The principle that one should not tear down a fence unless one knows why it was erected is fundamentally about using principles instead of research; while this applies as much in software as it does anywhere else, good practices in software (version control, code review) mean that you should have the information and it's just a matter of digging it up. Archaeology is about having the tools in place to do this digging.

Conclusion

Archaeology is a tool for understanding code. It's not your only tool, and you will probably have more immediate options for most bugs - "what did you just change, that's probably what broke" is a far more potent investigative tool - but as you work on systems of greater age and complexity, it's more likely to be what you need to understand how the system got where it is.

  1. Expressing it as "the problem coming back" is somewhat magical thinking, a regression test is really a "guardrail" to make sure a developer doesn't reintroduce the problem without requiring that they have perfect awareness of all past problems.
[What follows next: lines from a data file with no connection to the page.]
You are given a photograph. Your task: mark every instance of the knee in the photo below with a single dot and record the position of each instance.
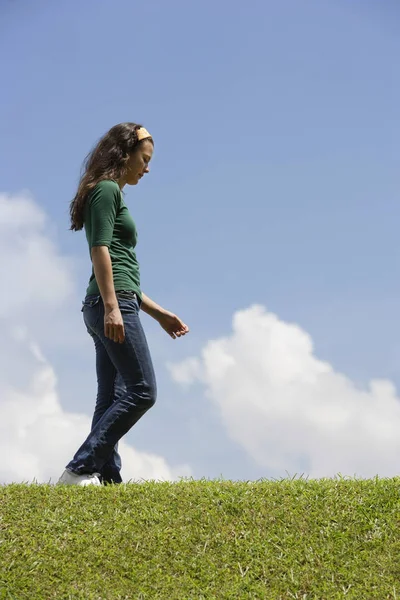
(151, 395)
(146, 396)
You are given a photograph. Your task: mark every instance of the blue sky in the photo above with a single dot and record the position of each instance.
(274, 179)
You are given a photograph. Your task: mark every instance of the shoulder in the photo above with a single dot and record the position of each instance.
(106, 190)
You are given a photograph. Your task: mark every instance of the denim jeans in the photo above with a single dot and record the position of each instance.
(126, 387)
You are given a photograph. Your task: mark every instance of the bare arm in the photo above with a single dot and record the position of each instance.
(113, 323)
(151, 308)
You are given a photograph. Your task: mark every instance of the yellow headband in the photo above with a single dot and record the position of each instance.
(142, 134)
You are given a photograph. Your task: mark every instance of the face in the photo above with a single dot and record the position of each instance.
(138, 164)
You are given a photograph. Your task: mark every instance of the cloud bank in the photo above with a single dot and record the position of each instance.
(291, 411)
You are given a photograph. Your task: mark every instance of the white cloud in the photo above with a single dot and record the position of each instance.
(287, 408)
(37, 436)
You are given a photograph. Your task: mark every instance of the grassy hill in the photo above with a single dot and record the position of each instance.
(200, 540)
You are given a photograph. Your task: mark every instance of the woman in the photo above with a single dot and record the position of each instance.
(125, 375)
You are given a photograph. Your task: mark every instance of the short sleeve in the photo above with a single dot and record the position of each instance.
(103, 205)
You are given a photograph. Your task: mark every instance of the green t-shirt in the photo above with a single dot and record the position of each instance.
(107, 222)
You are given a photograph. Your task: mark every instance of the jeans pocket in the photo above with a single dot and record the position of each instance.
(128, 306)
(91, 310)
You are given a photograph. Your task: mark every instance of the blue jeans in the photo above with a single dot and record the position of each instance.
(126, 387)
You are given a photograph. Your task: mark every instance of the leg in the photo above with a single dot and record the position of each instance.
(133, 361)
(110, 388)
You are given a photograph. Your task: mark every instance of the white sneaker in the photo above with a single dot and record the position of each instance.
(69, 478)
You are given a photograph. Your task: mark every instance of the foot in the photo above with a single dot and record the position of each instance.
(69, 478)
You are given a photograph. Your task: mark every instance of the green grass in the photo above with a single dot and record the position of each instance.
(295, 538)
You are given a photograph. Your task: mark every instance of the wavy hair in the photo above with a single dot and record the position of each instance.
(107, 160)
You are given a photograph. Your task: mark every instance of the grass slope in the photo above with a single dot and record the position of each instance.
(295, 538)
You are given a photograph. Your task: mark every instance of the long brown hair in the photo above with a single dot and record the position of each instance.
(107, 160)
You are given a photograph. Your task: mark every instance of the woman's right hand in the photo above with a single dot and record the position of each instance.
(114, 325)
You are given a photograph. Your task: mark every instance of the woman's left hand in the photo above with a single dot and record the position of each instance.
(172, 324)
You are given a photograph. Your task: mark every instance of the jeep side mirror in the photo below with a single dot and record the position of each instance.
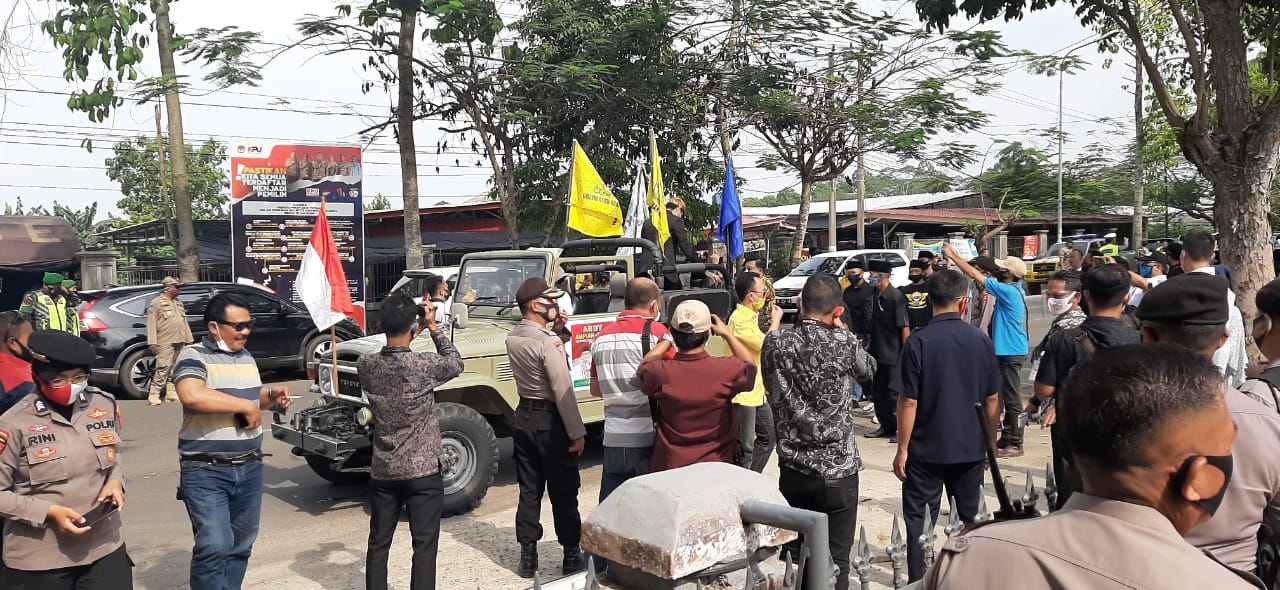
(458, 312)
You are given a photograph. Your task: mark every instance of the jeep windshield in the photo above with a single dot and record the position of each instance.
(487, 282)
(822, 264)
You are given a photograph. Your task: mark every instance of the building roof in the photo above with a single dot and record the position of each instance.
(873, 204)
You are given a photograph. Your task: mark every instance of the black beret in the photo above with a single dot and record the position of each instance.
(1192, 298)
(880, 266)
(535, 288)
(60, 351)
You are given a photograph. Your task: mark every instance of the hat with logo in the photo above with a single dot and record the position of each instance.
(691, 316)
(536, 288)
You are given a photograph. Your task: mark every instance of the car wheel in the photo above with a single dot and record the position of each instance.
(319, 350)
(324, 467)
(137, 371)
(470, 458)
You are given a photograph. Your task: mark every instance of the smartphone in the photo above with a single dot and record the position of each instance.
(99, 512)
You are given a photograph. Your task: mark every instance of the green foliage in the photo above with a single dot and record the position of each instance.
(136, 167)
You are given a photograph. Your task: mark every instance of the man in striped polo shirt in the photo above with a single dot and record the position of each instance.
(616, 353)
(220, 443)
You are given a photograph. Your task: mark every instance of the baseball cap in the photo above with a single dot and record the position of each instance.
(535, 288)
(1014, 265)
(691, 316)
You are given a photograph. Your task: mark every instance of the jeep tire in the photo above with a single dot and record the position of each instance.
(470, 458)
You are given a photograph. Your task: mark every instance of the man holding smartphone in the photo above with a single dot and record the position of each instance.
(406, 469)
(220, 443)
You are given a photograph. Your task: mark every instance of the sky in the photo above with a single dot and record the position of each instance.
(305, 97)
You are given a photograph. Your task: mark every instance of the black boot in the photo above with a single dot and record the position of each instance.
(528, 559)
(572, 559)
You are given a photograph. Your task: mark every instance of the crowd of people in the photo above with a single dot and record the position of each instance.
(1161, 446)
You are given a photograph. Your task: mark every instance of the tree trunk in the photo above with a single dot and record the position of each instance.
(803, 220)
(1139, 142)
(188, 252)
(405, 136)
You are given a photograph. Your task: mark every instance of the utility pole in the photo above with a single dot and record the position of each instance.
(187, 251)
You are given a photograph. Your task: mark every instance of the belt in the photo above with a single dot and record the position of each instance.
(224, 458)
(536, 405)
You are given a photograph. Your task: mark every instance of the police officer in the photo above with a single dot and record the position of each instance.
(1153, 439)
(548, 429)
(48, 306)
(58, 462)
(167, 333)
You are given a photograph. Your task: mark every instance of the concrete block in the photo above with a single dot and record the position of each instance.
(681, 521)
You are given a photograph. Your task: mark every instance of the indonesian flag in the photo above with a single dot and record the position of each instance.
(321, 284)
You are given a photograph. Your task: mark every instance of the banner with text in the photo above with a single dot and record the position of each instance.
(275, 199)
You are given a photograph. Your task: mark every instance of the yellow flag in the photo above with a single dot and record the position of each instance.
(593, 210)
(657, 196)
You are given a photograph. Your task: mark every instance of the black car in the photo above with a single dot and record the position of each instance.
(115, 323)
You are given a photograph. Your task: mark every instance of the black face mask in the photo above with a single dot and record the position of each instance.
(1224, 463)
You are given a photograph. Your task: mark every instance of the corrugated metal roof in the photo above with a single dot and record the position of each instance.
(900, 201)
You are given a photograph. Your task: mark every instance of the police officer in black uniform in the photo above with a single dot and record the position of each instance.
(60, 481)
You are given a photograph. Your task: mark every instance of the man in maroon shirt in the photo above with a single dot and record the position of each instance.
(14, 358)
(694, 389)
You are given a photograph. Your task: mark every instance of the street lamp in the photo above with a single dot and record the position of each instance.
(1063, 65)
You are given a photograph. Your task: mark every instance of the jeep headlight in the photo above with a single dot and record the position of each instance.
(325, 380)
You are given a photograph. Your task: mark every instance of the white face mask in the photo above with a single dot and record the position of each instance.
(1057, 307)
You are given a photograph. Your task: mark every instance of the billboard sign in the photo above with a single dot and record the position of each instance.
(275, 197)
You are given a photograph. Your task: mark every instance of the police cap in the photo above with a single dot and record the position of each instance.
(59, 351)
(534, 288)
(1192, 298)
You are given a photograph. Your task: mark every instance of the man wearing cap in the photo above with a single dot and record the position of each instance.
(890, 329)
(1009, 334)
(1192, 311)
(1153, 270)
(48, 306)
(58, 461)
(694, 390)
(167, 333)
(548, 428)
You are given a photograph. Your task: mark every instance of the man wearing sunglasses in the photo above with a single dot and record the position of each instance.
(548, 429)
(220, 443)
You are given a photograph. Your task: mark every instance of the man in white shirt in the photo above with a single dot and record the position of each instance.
(1230, 358)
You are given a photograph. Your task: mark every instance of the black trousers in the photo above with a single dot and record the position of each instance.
(763, 446)
(423, 495)
(1011, 397)
(114, 571)
(886, 405)
(543, 463)
(835, 498)
(923, 486)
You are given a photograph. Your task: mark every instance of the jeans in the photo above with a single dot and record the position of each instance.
(835, 498)
(621, 463)
(1011, 397)
(923, 486)
(224, 503)
(424, 498)
(764, 443)
(744, 416)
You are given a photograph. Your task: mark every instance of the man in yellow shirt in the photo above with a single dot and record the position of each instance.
(754, 417)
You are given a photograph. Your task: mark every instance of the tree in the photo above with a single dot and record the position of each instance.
(114, 33)
(136, 167)
(886, 92)
(1214, 77)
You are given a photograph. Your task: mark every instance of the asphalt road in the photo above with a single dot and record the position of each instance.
(314, 533)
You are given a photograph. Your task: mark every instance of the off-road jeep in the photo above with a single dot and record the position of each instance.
(476, 407)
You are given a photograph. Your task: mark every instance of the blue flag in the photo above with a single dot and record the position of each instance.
(731, 215)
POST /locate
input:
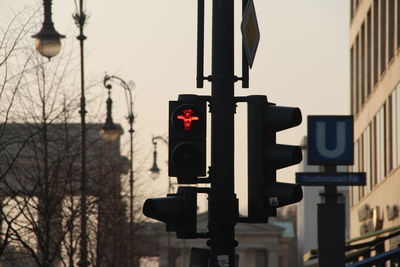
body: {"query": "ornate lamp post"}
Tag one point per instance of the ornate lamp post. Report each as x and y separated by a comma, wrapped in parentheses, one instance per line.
(48, 41)
(48, 44)
(110, 132)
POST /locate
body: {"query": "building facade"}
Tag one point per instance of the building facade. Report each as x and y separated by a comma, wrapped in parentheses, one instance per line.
(375, 104)
(307, 210)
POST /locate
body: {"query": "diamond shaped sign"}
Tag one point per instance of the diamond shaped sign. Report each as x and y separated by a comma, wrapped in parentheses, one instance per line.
(250, 32)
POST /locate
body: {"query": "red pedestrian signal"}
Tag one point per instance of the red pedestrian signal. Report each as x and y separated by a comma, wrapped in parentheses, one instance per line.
(187, 138)
(187, 118)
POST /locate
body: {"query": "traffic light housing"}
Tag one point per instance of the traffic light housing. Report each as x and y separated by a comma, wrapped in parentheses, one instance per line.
(178, 211)
(187, 138)
(265, 157)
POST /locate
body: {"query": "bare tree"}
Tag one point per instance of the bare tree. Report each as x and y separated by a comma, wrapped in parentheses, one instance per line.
(39, 172)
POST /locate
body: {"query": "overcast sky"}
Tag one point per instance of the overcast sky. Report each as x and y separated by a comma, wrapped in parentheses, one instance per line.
(302, 60)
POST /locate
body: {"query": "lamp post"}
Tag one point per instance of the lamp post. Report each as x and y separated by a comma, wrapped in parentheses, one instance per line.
(48, 41)
(110, 132)
(48, 44)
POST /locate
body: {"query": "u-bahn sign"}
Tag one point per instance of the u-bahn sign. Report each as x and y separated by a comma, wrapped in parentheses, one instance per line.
(330, 140)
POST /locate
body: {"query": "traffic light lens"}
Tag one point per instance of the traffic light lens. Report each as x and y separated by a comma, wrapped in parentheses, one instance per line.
(187, 118)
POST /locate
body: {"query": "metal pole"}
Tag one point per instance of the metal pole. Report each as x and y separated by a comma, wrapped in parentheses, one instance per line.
(83, 262)
(331, 227)
(223, 205)
(131, 119)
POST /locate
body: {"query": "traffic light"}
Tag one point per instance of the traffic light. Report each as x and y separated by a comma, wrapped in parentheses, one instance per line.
(187, 138)
(265, 157)
(178, 211)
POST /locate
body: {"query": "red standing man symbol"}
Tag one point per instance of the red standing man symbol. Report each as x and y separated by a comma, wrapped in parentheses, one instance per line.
(187, 118)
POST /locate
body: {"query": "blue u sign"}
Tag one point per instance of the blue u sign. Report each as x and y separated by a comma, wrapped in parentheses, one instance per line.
(330, 140)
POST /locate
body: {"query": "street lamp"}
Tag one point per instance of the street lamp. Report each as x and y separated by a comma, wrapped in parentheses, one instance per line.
(48, 44)
(110, 132)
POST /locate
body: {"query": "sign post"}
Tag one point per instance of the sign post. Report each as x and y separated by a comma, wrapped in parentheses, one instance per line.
(330, 143)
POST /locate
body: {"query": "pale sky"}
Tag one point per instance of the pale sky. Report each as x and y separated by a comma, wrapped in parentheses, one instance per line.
(302, 60)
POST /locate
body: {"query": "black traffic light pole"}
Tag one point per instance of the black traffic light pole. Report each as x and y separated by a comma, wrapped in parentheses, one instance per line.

As such, it needs to be easy and convenient for all developers to run all such tests as part of development - the guardrail doesn't serve it's purpose if someone has to go digging for it. 

  2. Open source projects often push the work of generating reproduction cases back to the reporting user, since the whole point is that end users have full access to the source code; commercial projects more often have one or more tiers of internal support organization to handle this. (In both cases it may still end up in the developer's lap.) 

  3. TDD or "Test Driven Development" is the logical conclusion of this - where development starts with "writing a test that fails"; it fails for the more specific reason that "the code implementing the feature doesn't exist yet", but it still gives you a very clear stepping stone from "wanting the code to do this" and "showing that (with these changes) it does this." 

  4. Concrete examples here all use git - not because you have to, but git is so widespread that any system you do use will likely have a detailed comparison list just to explain why you'd even consider using it. (You can even find these lists for much older systems like Subversion, Perforce, or CVS, they just describe the glorious future, instead of the glorious present.) 

  5. This is also why it's important to turn a bug report into a concrete failing test - not just so that you can prevent the problem from recurring in the future, but so that you can resurrect past versions of the code and see if it previously worked or never did.